The Library is your Oyster

Books! For free! Just lying around like it's no big deal!
It was inevitable that something like Oyster would happen. iTunes came for the music. Netflix came for the movies. Oyster offers a digital rental/subscription model for books. You pay a monthly fee to borrow books from a pool of titles from one of the Big Five, HarperCollins. (Jeff O'Neal over at BookRiot got to try out Oyster and wrote one of the best introductions to it I've seen so far. Read it here: "Oyster: The Netflix for Books You've Been Waiting For.") What I'm not seeing in all the buzz is someone asking, "Hey, don't libraries loan books for free?"

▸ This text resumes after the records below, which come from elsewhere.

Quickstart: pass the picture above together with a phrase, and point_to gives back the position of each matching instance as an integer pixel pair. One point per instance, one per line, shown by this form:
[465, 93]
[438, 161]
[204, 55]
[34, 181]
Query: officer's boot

I'm well aware that few libraries have digital books on offer right now. We're stymied by publisher restrictions and technological hurdles. But libraries are still the best place to get your hands on a book (presuming you don't just want to buy your own copy). Until publishers relax or libraries get more funding to pay the inflated institutional costs of ebooks, it won't get any easier to legally get an ebook. I know that. (This, in itself, is an incendiary topic to bring up around librarians.)

We still keep the dangerous ones locked up. (Just kidding. 
This is the Hereford Cathedral Library and I expect that each 
of those books is worth more than Warren Buffet.)
I suspect that Oyster looks attractive--even at $9.95 a month--because right now, there's no way to pass on an ebook you don't like. You can't give it away and you certainly can't resell it. It's a gamble when you buy one. Amazon does have access to kindle reader data and found that most books are only read once by a reader. It makes sense to just borrow (or rent, if you must) a book and give it back when you're done. But that's what libraries have been doing for hundred of years. Hell, we took the chains off of them so that people could take their books home.

Almost every week at my library, I hear students and faculty suggest services to us...that we already have in place. Sometimes we've had those "new" services for years. It frustrates me no end. But it saddens and angers me when I see an organization actually reinvent the wheel and then have the gall to charge people to use it.